North Carolina’s HB2 is already facing a federal lawsuit filed by Equality North Carolina, Lambda Legal, and the ACLU, which also represented Gavin Grimm. The federal district court in North Carolina, hearing that case, will now be required to follow the Fourth Circuit’s decision, since that decision is “binding precedent” on all courts within that circuit.
That means HB2, which forces schools to require transgender students to use restrooms based on the gender listed on their birth certificate, will almost certainly be struck down as a violation of federal law.
In South Carolina, meanwhile, Transgender Law Center is representing a transgender high school student who had been using the boys’ restroom since middle school, until this school year when a staff member realized that the sex on his records was listed as female.

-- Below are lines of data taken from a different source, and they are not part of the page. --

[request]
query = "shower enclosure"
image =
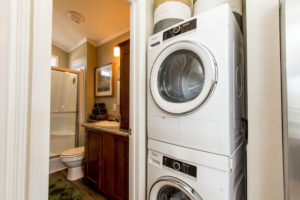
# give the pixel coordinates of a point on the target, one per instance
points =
(64, 112)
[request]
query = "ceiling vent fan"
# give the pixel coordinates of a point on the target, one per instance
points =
(75, 17)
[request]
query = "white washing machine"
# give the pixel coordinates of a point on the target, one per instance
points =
(177, 173)
(195, 83)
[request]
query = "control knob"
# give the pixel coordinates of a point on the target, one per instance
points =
(176, 30)
(176, 166)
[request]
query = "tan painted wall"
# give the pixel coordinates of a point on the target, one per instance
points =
(91, 63)
(105, 55)
(78, 57)
(63, 57)
(265, 163)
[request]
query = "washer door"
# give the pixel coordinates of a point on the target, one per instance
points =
(169, 188)
(183, 77)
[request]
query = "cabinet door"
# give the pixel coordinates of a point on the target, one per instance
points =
(92, 158)
(107, 172)
(121, 168)
(124, 84)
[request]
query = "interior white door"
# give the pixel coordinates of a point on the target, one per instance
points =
(183, 77)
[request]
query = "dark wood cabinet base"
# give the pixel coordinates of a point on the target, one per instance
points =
(106, 163)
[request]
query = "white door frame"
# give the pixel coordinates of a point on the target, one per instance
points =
(25, 51)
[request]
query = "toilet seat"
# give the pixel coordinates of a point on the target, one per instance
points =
(76, 152)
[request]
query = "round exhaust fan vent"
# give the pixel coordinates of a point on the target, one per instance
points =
(75, 17)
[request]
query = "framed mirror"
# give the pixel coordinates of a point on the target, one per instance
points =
(104, 80)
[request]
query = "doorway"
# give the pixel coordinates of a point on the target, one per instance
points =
(86, 33)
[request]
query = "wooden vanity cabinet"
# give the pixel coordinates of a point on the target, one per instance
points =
(106, 163)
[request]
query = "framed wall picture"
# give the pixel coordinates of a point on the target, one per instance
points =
(104, 80)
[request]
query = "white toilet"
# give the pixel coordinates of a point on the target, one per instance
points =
(73, 158)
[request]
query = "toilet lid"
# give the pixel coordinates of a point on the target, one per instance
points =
(74, 152)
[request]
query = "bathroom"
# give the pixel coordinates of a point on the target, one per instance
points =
(87, 53)
(27, 142)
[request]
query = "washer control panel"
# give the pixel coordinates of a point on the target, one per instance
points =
(180, 166)
(182, 28)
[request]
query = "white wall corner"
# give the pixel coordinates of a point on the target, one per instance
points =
(265, 162)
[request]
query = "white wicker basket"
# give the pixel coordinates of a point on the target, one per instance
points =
(203, 5)
(170, 12)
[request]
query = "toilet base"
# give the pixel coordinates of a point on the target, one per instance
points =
(75, 173)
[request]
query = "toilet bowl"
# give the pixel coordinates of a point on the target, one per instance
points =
(73, 158)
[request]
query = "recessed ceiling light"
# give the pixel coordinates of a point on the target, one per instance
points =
(75, 17)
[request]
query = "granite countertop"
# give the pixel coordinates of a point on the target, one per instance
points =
(115, 129)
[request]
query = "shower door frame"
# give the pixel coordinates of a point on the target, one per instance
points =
(60, 69)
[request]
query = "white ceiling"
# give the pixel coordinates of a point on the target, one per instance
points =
(104, 20)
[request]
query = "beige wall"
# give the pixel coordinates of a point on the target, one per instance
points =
(91, 63)
(265, 163)
(105, 55)
(78, 57)
(63, 57)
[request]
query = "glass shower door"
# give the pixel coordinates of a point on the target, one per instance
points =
(63, 124)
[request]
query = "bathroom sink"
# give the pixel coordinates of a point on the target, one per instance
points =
(108, 124)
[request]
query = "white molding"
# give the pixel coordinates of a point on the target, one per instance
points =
(81, 42)
(140, 28)
(14, 162)
(60, 46)
(113, 36)
(39, 107)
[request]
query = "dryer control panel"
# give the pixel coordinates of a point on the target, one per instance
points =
(180, 166)
(182, 28)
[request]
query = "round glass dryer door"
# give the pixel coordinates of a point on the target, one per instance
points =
(169, 188)
(183, 77)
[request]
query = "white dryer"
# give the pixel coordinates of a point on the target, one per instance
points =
(195, 83)
(177, 173)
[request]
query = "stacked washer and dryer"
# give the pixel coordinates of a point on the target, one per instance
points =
(196, 145)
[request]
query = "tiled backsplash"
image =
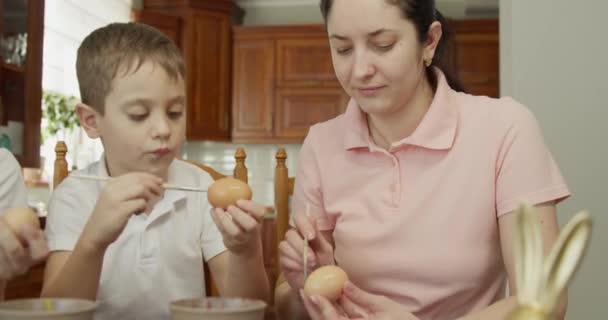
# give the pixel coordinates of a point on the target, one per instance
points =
(260, 162)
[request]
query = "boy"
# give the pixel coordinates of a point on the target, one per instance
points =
(15, 258)
(127, 242)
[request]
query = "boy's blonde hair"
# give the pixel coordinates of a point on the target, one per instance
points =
(121, 46)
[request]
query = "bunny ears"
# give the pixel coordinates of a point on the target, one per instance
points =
(540, 281)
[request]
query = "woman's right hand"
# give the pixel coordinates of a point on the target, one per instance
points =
(291, 250)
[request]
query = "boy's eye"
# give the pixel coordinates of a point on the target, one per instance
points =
(385, 47)
(175, 114)
(138, 116)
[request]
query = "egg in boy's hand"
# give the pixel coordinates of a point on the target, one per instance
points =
(236, 216)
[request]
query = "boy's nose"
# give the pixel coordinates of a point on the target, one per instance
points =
(162, 129)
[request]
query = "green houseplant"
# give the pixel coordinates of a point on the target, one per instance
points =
(58, 113)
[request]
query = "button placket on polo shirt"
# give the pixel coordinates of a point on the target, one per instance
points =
(394, 186)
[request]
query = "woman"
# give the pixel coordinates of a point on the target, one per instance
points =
(15, 258)
(411, 190)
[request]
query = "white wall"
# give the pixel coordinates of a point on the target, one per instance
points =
(553, 59)
(307, 11)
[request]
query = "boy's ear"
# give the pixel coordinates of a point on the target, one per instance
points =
(89, 120)
(434, 37)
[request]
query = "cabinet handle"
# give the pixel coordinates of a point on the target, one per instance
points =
(312, 83)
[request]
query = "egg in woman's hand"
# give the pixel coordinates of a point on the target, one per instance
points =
(227, 191)
(16, 218)
(327, 281)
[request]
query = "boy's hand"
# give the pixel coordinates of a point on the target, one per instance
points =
(239, 225)
(129, 194)
(291, 251)
(16, 258)
(356, 304)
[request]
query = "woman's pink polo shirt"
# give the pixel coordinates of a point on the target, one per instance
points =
(418, 223)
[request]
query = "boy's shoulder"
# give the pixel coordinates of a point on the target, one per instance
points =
(80, 189)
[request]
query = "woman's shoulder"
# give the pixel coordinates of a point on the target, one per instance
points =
(503, 112)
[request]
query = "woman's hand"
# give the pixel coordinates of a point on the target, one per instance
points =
(356, 304)
(320, 251)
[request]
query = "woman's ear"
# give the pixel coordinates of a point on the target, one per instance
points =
(89, 120)
(430, 45)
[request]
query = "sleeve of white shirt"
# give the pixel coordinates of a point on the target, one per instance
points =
(68, 211)
(12, 187)
(212, 242)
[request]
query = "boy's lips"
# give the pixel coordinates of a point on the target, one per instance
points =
(369, 91)
(161, 152)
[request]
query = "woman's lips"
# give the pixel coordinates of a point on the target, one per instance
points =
(161, 152)
(370, 91)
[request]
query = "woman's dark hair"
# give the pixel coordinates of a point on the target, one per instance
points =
(423, 13)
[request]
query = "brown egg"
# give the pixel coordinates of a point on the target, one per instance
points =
(327, 281)
(16, 218)
(226, 191)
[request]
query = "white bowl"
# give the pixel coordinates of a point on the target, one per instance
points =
(47, 309)
(217, 308)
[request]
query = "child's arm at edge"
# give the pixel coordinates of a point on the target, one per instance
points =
(62, 267)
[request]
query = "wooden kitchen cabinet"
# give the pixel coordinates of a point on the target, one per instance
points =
(253, 87)
(304, 62)
(299, 108)
(476, 55)
(21, 81)
(202, 30)
(283, 82)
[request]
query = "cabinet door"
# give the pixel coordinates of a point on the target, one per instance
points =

The school suddenly banned him from the boys’ restroom and suspended him when a teacher “caught” him using it.
While the proposed South Carolina law would enshrine the school’s discriminatory policy into state law, the Fourth Circuit decision makes clear that the school’s actions violated Title IX.
The lead sponsor of North Carolina’s HB2, Rep. Dan Bishop, said in an interview last month, “The whole nation ought to be watching” the Grimm case. He saw, rightly, that its outcome could determine whether laws like HB2 will survive legal challenges. Today it is clearer than ever that these laws will not stand.